The buffalo, so much a part of the Old West, is making history again -- only this time it is in the kitchen. Not quite a stampede, but buffalo meat is getting a lot of attention from chefs who have added it to their menus, as well as home cooks who are curious and adventurous.

In response to the growing demand, the number of buffalo being raised in the United States has increased almost 20 percent every year the past several years. Though they once came inches from extinction, there are now more than 350,000 around the country. In fact, buffalo -- the correct name is "North American Bison" -- are being hailed as "the other red meat."


What consumers are finding is a very delicious, dark red meat, easy and quick to prepare, as well as being a very healthy addition to their diets. But what does it taste like? Some would say the flavor is a little gamey, others that it is mild and slightly sweet and similar to beef. They all are right.

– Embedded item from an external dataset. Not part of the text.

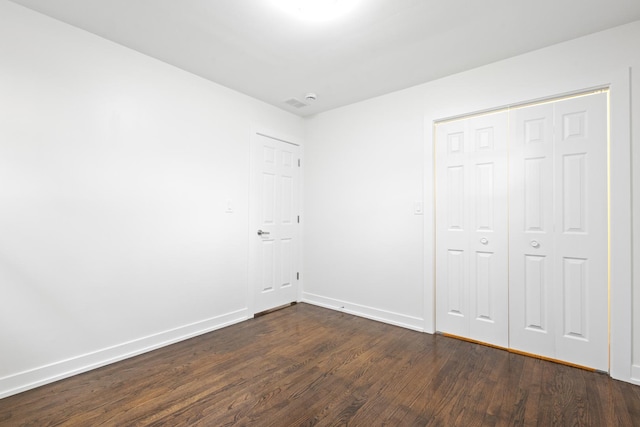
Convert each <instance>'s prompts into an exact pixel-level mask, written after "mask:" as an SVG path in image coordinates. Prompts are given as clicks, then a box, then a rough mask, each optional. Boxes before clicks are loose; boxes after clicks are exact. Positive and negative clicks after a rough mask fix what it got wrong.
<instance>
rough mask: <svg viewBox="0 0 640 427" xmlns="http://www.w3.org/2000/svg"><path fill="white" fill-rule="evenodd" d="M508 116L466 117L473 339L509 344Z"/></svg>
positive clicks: (470, 269) (471, 326)
mask: <svg viewBox="0 0 640 427" xmlns="http://www.w3.org/2000/svg"><path fill="white" fill-rule="evenodd" d="M507 117H508V115H507V113H506V112H498V113H493V114H488V115H482V116H478V117H472V118H470V119H468V126H469V135H470V137H471V140H472V143H471V147H472V153H471V156H470V162H471V168H472V171H473V173H472V174H471V181H470V182H469V183H468V187H469V188H470V190H471V192H472V200H473V203H472V204H471V205H470V206H469V209H468V213H469V215H470V217H471V218H470V224H471V227H472V229H471V230H470V232H469V233H468V238H469V240H470V242H469V246H470V249H471V250H472V252H473V253H472V256H471V257H470V259H469V261H470V265H469V272H470V274H469V279H470V280H469V298H470V306H469V310H470V331H469V332H470V336H471V337H472V338H473V339H475V340H478V341H483V342H487V343H490V344H494V345H498V346H501V347H508V345H509V328H508V317H509V316H508V312H509V311H508V304H509V301H508V277H507V276H508V274H507V272H508V265H507V259H508V258H507V257H508V239H507V231H508V217H507V213H508V210H507V191H508V188H507V125H508V120H507Z"/></svg>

How it tastes depends on how the animal was raised, its age when slaughtered and how long the meat itself was aged. Bison eat mostly grass, preferably the flower part that grows overnight. Many ranchers also feed them grain for several weeks before they are slaughtered. Bison are brought to market at between 24 and 28 months, while the meat is still tender.

Members of the National Buffalo Association passed a resolution some time ago opposing the use of drugs, chemicals or hormones in the production of bison. All of this contributes to the meat being very lean with little or no marbling.

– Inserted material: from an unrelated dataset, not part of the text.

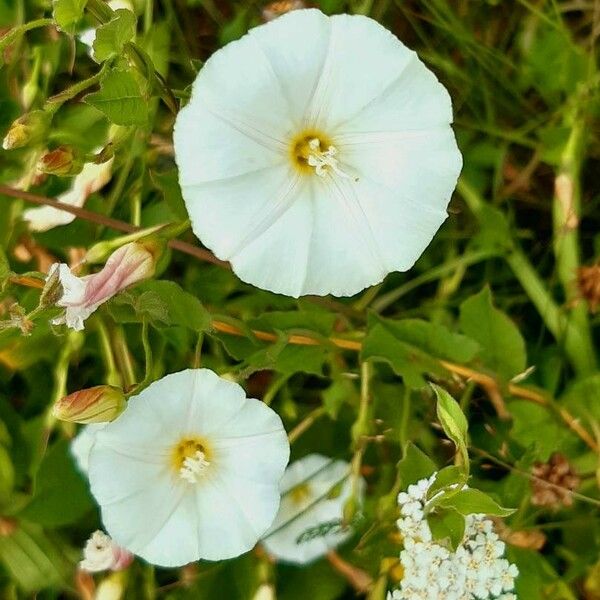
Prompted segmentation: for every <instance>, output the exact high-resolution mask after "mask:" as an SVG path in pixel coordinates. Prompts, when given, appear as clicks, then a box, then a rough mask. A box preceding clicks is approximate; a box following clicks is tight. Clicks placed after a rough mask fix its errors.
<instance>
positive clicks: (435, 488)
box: [427, 465, 467, 498]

Because there is so little fat in the meat, bison must be cooked rare, or on the rare side of medium rare. It is also best to cook it quickly at a high temperature either on top of the stove or a hot grill. Cooked too long, the meat becomes tough. The best advice: Cook it as you would beef and for the cuts like chuck make stew or a pot roast. Long, slow cooking will tenderize it.

Worried about eating rare meat? With buffalo there is very little danger. In fact, the United States Department of Agriculture has no safety information for buffalo as it does for beef, poultry and pork because bison are not raised in crowded quarters and are processed in small numbers, reducing the chance of bacterial contamination.

For those concerned about saturated fat and cholesterol, this is your meat. One 3 1/2-ounce serving of cooked bison has 2.42 grams of fat and 143 calories, compared with 9.28 grams of fat and 211 calories for cooked beef.

Knowing the benefits of this meat, some consumers are still hesitant to give it a try. For one thing, it costs twice as much as beef. Ground bison can cost from $5 to $7 a pound, with cuts of steak selling for considerably more. There is also the psychological factor. Buffalo is not something we are used to eating, much like elk and ostrich.

Most markets in our area carry buffalo meat. The Hy-Vee store at Barlow Plaza has a very good selection in a special freezer unit by the meat counter.


"Right now the bison we carry needs to be frozen to maintain its freshness," said Dustin Stewart, meat manager. "At this point it is selling well enough that we have had to restock twice in the six weeks we have had it in the store."

The best sellers are bison burgers, ground bison, wieners and sausage, he said. However, both the wieners and sausage contain ground beef and pork, so you are not getting the true bison product.

"To get the full flavor as well as the health benefits, you need to get the whole-muscle meats like the burgers, the roasts and the steaks," Stewart said.

Whenever bison meat is cooked in the store for customers to sample they buy it and then become repeat buyers, he added.

"Right now it is moving slowly because this is a slow time of year, but also consumers are not as aware of it as they are other meat products, but I predict that will change," he said.

Holly Ebel of Rochester is a free-lance writer.